Beneficiaries
"Before the e-GP was introduced, we had to submit tenders manually. We had to carry a huge amount of paperwork to Motijheel. It was a big hassle. On top of that, there were political muscle men who would try to prevent us from bidding. After e-GP was introduced, the process has become easy. The e-GP training helped us a lot. We learned that we could store our company papers in the system online and draw from there each time we needed those documents. We simply had to map the document to the tender submission. The training taught us how to scan the documents, what size the documents had to be, how many documents to include in a file, how to name the files. Those without IT backgrounds especially benefited from this training." Ahsan Habib, GM of Connect BD Ltd., e-GP Tenderer
Challenge
Public procurement reform is extremely complex and hard to sustain due to the involvement of numerous stakeholders with diverse and sometimes conflicting interests and resistance to change. The process in Bangladesh required not only technical but also substantial political commitment and behavioral interventions.
Approach
Since the Bank engaged in the initiative in 2002, critical elements have been addressed in an integrated way, including building capacity among public officials and the bidding community and enabling engagement between the two. The process involved developing and adopting innovative technology, as well as campaigns to change behavior and raise awareness among stakeholders and across society about the importance of the reform in achieving national development goals.

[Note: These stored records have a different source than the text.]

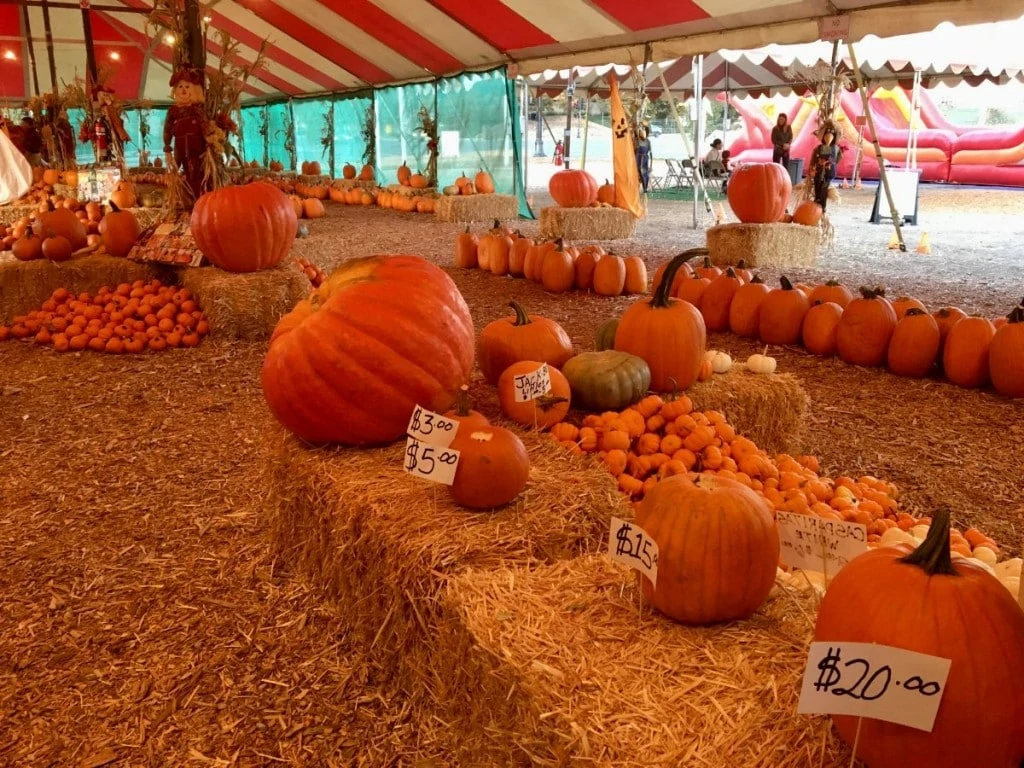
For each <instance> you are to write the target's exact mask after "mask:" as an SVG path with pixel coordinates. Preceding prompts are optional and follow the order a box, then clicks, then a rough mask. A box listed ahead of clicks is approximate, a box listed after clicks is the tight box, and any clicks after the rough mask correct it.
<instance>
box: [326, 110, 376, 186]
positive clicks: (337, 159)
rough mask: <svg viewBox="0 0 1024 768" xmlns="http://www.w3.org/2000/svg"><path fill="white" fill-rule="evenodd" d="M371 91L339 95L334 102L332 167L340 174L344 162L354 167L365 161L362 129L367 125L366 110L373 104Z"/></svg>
mask: <svg viewBox="0 0 1024 768" xmlns="http://www.w3.org/2000/svg"><path fill="white" fill-rule="evenodd" d="M373 103H374V96H373V92H372V91H365V92H361V93H353V94H344V95H339V96H338V98H337V100H335V102H334V168H335V175H336V176H340V175H341V169H342V168H343V167H344V166H345V164H346V163H351V164H352V165H354V166H355V167H356V169H360V168H362V165H364V163H366V161H367V142H366V139H365V138H364V136H362V131H364V129H365V128H366V125H367V111H368V110H370V109H371V106H373Z"/></svg>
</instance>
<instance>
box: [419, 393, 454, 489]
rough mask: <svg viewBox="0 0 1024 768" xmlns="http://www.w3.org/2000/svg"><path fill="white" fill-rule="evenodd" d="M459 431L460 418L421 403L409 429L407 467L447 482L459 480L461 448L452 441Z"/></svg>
mask: <svg viewBox="0 0 1024 768" xmlns="http://www.w3.org/2000/svg"><path fill="white" fill-rule="evenodd" d="M458 431H459V422H458V421H455V420H454V419H446V418H444V417H443V416H441V415H440V414H435V413H434V412H433V411H427V410H426V409H425V408H421V407H419V406H417V407H416V409H415V410H414V411H413V416H412V417H411V418H410V420H409V427H408V428H407V429H406V433H407V434H408V435H409V439H408V440H407V441H406V471H407V472H409V474H411V475H415V476H417V477H422V478H423V479H425V480H433V481H434V482H440V483H443V484H444V485H451V484H452V483H453V482H455V471H456V469H458V467H459V452H458V451H454V450H453V449H450V447H449V445H451V444H452V440H454V439H455V435H456V432H458Z"/></svg>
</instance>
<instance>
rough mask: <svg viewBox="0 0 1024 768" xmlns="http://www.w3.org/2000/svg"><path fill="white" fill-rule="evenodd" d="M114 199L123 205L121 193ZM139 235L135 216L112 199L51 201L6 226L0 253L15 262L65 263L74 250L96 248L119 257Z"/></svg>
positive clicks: (132, 243) (61, 200)
mask: <svg viewBox="0 0 1024 768" xmlns="http://www.w3.org/2000/svg"><path fill="white" fill-rule="evenodd" d="M118 199H119V200H121V201H122V202H126V198H125V193H122V194H121V195H118ZM127 202H132V201H131V200H130V199H129V200H128V201H127ZM140 233H141V226H140V225H139V223H138V220H137V219H136V218H135V215H134V214H133V213H132V212H131V211H128V210H122V208H121V207H120V206H119V205H118V203H116V202H114V196H112V197H111V203H110V205H109V206H103V205H101V204H99V203H86V204H84V205H83V204H81V203H79V202H78V201H77V200H74V199H72V198H53V199H51V200H46V201H44V202H43V203H41V204H40V206H39V210H38V211H36V212H34V213H33V214H31V215H29V216H23V217H22V218H19V219H17V220H16V221H15V222H14V223H13V224H12V225H10V226H8V227H6V229H5V230H4V237H3V240H2V241H0V250H4V251H11V253H12V254H13V256H14V258H16V259H18V260H19V261H34V260H37V259H49V260H50V261H68V260H69V259H70V258H71V257H72V255H73V254H74V253H75V252H76V251H80V250H82V249H83V248H87V247H98V246H102V247H103V250H104V251H105V252H106V253H109V254H111V255H112V256H118V257H123V256H127V255H128V252H129V251H131V249H132V246H134V245H135V241H137V240H138V237H139V234H140Z"/></svg>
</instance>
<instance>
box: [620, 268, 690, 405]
mask: <svg viewBox="0 0 1024 768" xmlns="http://www.w3.org/2000/svg"><path fill="white" fill-rule="evenodd" d="M707 253H708V250H707V249H705V248H695V249H691V250H689V251H685V252H683V253H681V254H679V255H678V256H676V257H675V258H674V259H673V260H672V262H671V263H670V264H669V267H668V268H667V269H666V270H665V275H664V280H663V281H662V283H660V284H659V285H658V287H657V290H656V291H655V292H654V295H653V296H651V297H650V298H649V299H640V300H639V301H637V302H634V303H633V304H631V305H630V306H629V307H628V308H627V310H626V311H625V312H624V313H623V316H622V318H621V319H620V321H618V329H617V330H616V331H615V342H614V343H615V349H617V350H618V351H621V352H629V353H630V354H635V355H636V356H637V357H640V358H641V359H642V360H644V361H645V362H646V364H647V366H648V368H650V388H651V389H653V390H654V391H655V392H672V391H675V390H677V389H687V388H688V387H690V386H692V385H693V383H694V382H695V381H696V380H697V374H698V373H700V364H702V362H703V353H705V347H706V345H707V343H708V330H707V329H706V328H705V323H703V317H701V316H700V311H699V310H698V309H697V308H696V307H695V306H693V305H692V304H690V303H689V302H688V301H683V300H681V299H674V298H672V297H671V296H669V291H670V289H671V288H672V285H673V283H674V282H675V279H676V272H677V271H679V269H680V268H681V267H682V265H683V263H684V262H686V260H687V259H689V258H691V257H692V256H694V255H696V254H700V255H706V254H707Z"/></svg>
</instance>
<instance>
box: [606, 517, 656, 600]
mask: <svg viewBox="0 0 1024 768" xmlns="http://www.w3.org/2000/svg"><path fill="white" fill-rule="evenodd" d="M608 556H609V557H610V558H611V559H612V560H615V561H616V562H621V563H623V564H624V565H629V566H630V567H631V568H635V569H636V570H639V571H640V572H641V573H643V574H644V575H645V577H647V578H648V579H649V580H650V584H651V586H652V587H656V586H657V542H655V541H654V540H653V539H651V538H650V537H649V536H647V534H646V531H645V530H644V529H643V528H641V527H640V526H639V525H637V524H636V523H633V522H627V521H626V520H621V519H620V518H617V517H612V518H611V527H610V528H609V529H608Z"/></svg>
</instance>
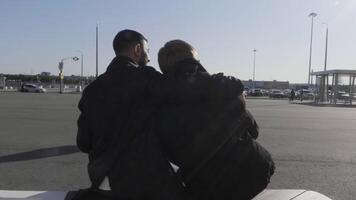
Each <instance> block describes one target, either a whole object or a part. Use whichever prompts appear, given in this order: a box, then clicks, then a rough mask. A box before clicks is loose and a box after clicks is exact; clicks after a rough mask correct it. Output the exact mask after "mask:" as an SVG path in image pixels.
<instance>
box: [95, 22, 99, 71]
mask: <svg viewBox="0 0 356 200" xmlns="http://www.w3.org/2000/svg"><path fill="white" fill-rule="evenodd" d="M98 59H99V58H98V24H96V73H95V77H98V65H99V60H98Z"/></svg>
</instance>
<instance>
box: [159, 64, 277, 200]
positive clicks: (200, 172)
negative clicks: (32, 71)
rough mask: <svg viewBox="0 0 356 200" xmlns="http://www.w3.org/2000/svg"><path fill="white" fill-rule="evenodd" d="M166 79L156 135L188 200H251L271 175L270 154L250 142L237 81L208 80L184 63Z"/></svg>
mask: <svg viewBox="0 0 356 200" xmlns="http://www.w3.org/2000/svg"><path fill="white" fill-rule="evenodd" d="M175 68H176V70H172V71H170V72H169V73H168V74H166V76H165V79H164V82H165V83H164V84H163V85H165V86H166V88H167V89H166V91H167V92H165V93H167V94H168V95H167V99H166V100H165V102H164V104H163V105H162V107H161V109H160V114H159V115H158V116H159V120H157V121H158V123H159V124H158V126H157V128H158V133H159V135H160V138H161V139H162V143H163V145H165V149H166V150H167V154H168V156H169V159H170V160H171V161H172V162H174V163H175V164H177V165H178V166H179V167H180V170H179V174H180V176H181V179H182V181H183V182H185V184H186V185H187V188H188V190H190V192H191V193H192V194H193V198H194V197H195V198H196V199H206V200H209V199H211V200H217V199H243V200H244V199H251V198H252V197H253V196H254V195H256V194H257V193H259V192H260V191H262V190H263V189H264V188H265V187H266V186H267V184H268V182H269V178H270V176H271V175H272V174H273V170H274V164H273V161H272V159H271V156H270V154H269V153H268V152H267V151H266V150H265V149H264V148H263V147H262V146H260V145H259V144H258V143H257V142H256V141H255V140H254V139H256V138H257V136H258V126H257V123H256V122H255V120H254V118H253V116H252V115H251V114H250V113H249V112H248V111H247V110H246V109H245V105H244V102H242V101H241V99H240V98H238V96H239V95H241V94H242V91H243V85H242V83H241V81H240V80H238V79H235V78H233V77H227V76H224V75H223V74H215V75H209V74H208V73H207V72H206V71H205V69H204V68H203V67H202V66H201V65H200V63H199V62H196V61H193V60H185V61H182V62H179V63H177V64H176V66H175Z"/></svg>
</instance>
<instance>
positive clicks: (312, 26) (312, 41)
mask: <svg viewBox="0 0 356 200" xmlns="http://www.w3.org/2000/svg"><path fill="white" fill-rule="evenodd" d="M308 16H309V17H311V34H310V52H309V72H308V85H309V86H310V70H311V56H312V49H313V25H314V17H316V16H317V14H316V13H314V12H312V13H310V14H309V15H308Z"/></svg>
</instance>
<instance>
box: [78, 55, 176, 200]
mask: <svg viewBox="0 0 356 200" xmlns="http://www.w3.org/2000/svg"><path fill="white" fill-rule="evenodd" d="M160 79H161V75H160V73H158V72H156V71H155V70H154V69H153V68H151V67H147V66H146V67H141V66H140V67H139V66H138V65H137V64H136V63H134V62H133V61H132V60H130V59H129V58H126V57H117V58H114V59H113V61H112V62H111V64H110V65H109V67H108V68H107V71H106V72H105V73H104V74H102V75H100V76H99V77H98V78H97V79H96V80H95V81H94V82H93V83H91V84H90V85H89V86H88V87H87V88H85V90H84V92H83V95H82V98H81V100H80V102H79V109H80V111H81V114H80V116H79V119H78V133H77V145H78V147H79V148H80V150H82V151H83V152H85V153H88V154H89V164H88V173H89V177H90V180H91V182H92V185H93V187H94V188H97V187H98V186H99V185H100V183H101V182H102V181H103V179H104V177H105V176H108V178H109V183H110V187H111V189H112V190H113V192H114V193H115V194H116V195H117V197H122V198H123V199H144V198H146V199H169V197H171V195H172V193H174V192H175V191H176V190H177V188H179V187H180V183H179V182H178V181H177V179H176V178H175V177H174V176H173V175H172V172H171V167H170V165H169V163H168V161H167V159H166V157H165V155H164V153H163V151H162V149H161V146H160V141H159V140H158V138H157V136H156V134H155V132H154V131H153V125H154V123H153V120H154V117H153V116H154V112H155V110H156V109H155V108H156V105H155V100H154V99H155V98H156V97H155V96H154V94H155V93H156V92H157V91H155V90H156V85H157V84H159V81H160Z"/></svg>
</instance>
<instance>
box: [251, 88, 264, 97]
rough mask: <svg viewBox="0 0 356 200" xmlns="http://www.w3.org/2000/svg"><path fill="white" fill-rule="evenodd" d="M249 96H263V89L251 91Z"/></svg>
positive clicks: (251, 90) (255, 89)
mask: <svg viewBox="0 0 356 200" xmlns="http://www.w3.org/2000/svg"><path fill="white" fill-rule="evenodd" d="M248 95H249V96H262V91H261V89H259V88H255V89H251V90H250V91H249V92H248Z"/></svg>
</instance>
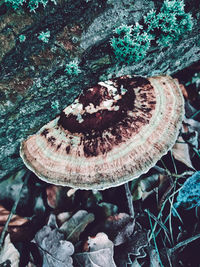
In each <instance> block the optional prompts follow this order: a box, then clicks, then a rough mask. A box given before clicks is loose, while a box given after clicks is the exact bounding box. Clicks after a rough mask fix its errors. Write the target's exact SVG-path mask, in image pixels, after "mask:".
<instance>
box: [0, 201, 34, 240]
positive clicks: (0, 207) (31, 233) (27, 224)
mask: <svg viewBox="0 0 200 267" xmlns="http://www.w3.org/2000/svg"><path fill="white" fill-rule="evenodd" d="M9 214H10V211H8V210H7V209H5V208H4V207H3V206H1V205H0V233H1V232H2V230H3V228H4V225H5V223H6V221H7V219H8V216H9ZM28 222H29V220H28V219H25V218H23V217H20V216H18V215H13V216H12V219H11V221H10V223H9V226H8V229H7V231H8V233H10V236H11V240H12V241H15V242H16V241H22V240H24V238H25V239H26V240H27V239H28V237H29V238H31V234H32V233H31V231H30V227H29V225H28Z"/></svg>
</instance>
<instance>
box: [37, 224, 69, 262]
mask: <svg viewBox="0 0 200 267" xmlns="http://www.w3.org/2000/svg"><path fill="white" fill-rule="evenodd" d="M34 242H35V243H36V245H37V247H38V249H39V252H40V255H41V256H42V258H43V266H47V267H55V266H59V267H73V265H72V263H73V261H72V258H71V257H70V256H71V255H72V254H73V253H74V246H73V245H72V243H70V242H69V241H66V240H64V234H62V233H60V232H59V230H58V229H57V228H55V229H52V228H51V227H50V226H48V225H46V226H44V227H43V228H42V229H41V230H40V231H39V232H37V234H36V235H35V238H34Z"/></svg>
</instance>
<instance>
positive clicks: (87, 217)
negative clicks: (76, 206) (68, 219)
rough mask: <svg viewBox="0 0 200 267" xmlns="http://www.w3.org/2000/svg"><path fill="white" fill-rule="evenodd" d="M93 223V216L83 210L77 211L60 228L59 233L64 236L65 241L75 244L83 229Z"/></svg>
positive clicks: (93, 218)
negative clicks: (70, 241) (65, 239)
mask: <svg viewBox="0 0 200 267" xmlns="http://www.w3.org/2000/svg"><path fill="white" fill-rule="evenodd" d="M93 221H94V214H92V213H88V212H87V211H85V210H79V211H78V212H77V213H75V214H74V215H73V216H72V217H71V218H70V219H69V220H68V221H66V222H65V223H63V225H61V227H60V232H62V233H64V234H65V239H66V240H68V241H71V242H72V243H76V242H78V241H79V236H80V234H81V233H82V232H83V231H84V229H85V227H86V226H87V225H88V224H89V223H91V222H93Z"/></svg>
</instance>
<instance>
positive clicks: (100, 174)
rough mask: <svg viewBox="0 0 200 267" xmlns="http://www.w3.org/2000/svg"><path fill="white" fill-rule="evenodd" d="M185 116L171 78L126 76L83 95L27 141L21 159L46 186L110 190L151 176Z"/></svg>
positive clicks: (171, 141)
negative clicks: (144, 175)
mask: <svg viewBox="0 0 200 267" xmlns="http://www.w3.org/2000/svg"><path fill="white" fill-rule="evenodd" d="M183 113H184V101H183V96H182V93H181V90H180V88H179V84H178V83H177V82H176V81H175V80H173V79H172V78H171V77H169V76H157V77H150V78H142V77H135V76H134V77H131V76H122V77H119V78H115V79H111V80H109V81H105V82H99V83H98V84H97V85H95V86H93V87H92V88H89V89H87V90H84V91H83V93H82V94H80V96H79V97H78V98H77V99H76V100H75V101H74V102H73V103H72V104H71V105H69V106H67V107H66V108H65V109H64V110H63V111H62V112H61V114H60V115H59V116H57V117H56V118H55V119H54V120H52V121H50V122H49V123H48V124H46V125H45V126H43V127H42V128H41V129H40V130H39V132H38V133H36V134H35V135H32V136H30V137H29V138H28V139H27V140H26V141H23V142H22V144H21V148H20V155H21V157H22V159H23V161H24V163H25V165H26V166H27V167H28V168H29V169H30V170H32V171H33V172H34V173H35V174H36V175H37V176H38V177H39V178H41V179H42V180H44V181H46V182H48V183H52V184H57V185H64V186H70V187H73V188H79V189H106V188H109V187H113V186H117V185H121V184H124V183H126V182H128V181H130V180H132V179H134V178H137V177H139V176H140V175H141V174H143V173H146V172H147V171H148V170H149V169H150V168H151V167H153V166H154V165H155V164H156V162H157V161H158V160H159V159H160V158H161V157H162V156H163V155H165V154H166V153H167V152H168V150H169V149H171V147H172V146H173V144H174V143H175V141H176V139H177V136H178V133H179V130H180V127H181V123H182V119H183Z"/></svg>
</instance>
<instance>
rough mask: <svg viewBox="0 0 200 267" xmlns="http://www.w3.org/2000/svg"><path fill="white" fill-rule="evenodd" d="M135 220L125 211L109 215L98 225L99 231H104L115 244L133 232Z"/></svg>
mask: <svg viewBox="0 0 200 267" xmlns="http://www.w3.org/2000/svg"><path fill="white" fill-rule="evenodd" d="M134 225H135V222H134V221H133V219H132V218H131V217H130V215H128V214H126V213H119V214H117V215H114V216H109V217H108V218H107V219H106V221H105V222H104V223H103V224H102V225H101V226H100V231H102V232H105V233H106V234H107V235H108V236H109V238H110V239H111V240H112V241H113V243H114V244H115V246H119V245H121V244H122V243H124V242H126V240H127V238H128V237H129V236H130V235H131V234H132V233H133V230H134Z"/></svg>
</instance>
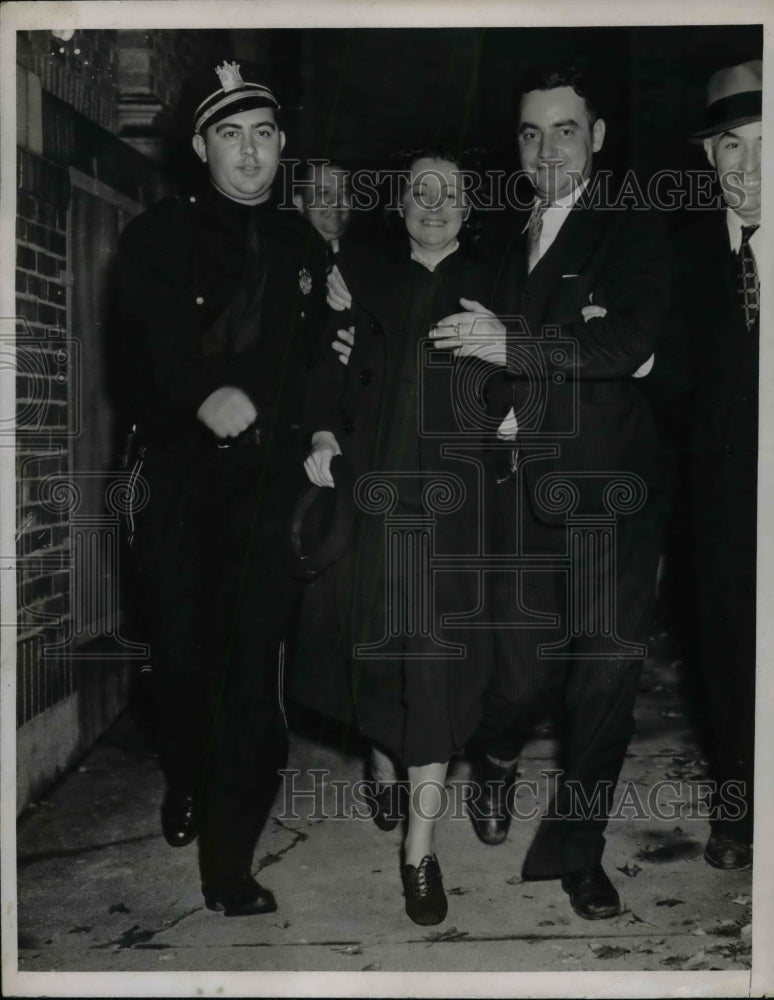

The government also created the Central Procurement Technical Unit (CPTU), within the Planning Ministry to spearhead the reforms. These efforts helped ensure political buy-in, ensuring a comprehensive and sustainable transformation.
The Bank has offered a measured approach, opting for a strategic engagement through three successive phases. Phase I entails enactment of procurement legal framework (Law/Rule) and establishment of an institutional central regulatory agency. With this foundation, the reform was rolled out in the follow-on phase II through a large-scale professionalization and capacity development effort, introduction of e-GP, and raising awareness among citizens to support sustained reform.
The current phase covers robust end-to-end e-Government Procurement system, creating platforms for citizen engagement and social accountability, and introducing sustainability considerations in the public procurement framework.
The e-GP system has improved the integrity of public procurement with features such as online submission and evaluation of bids, approval, and award of contracts, reducing external influences, preserving all procurement documents and transactions online for audit purposes, validating bidders’ information, and online submission and tracking of complaints.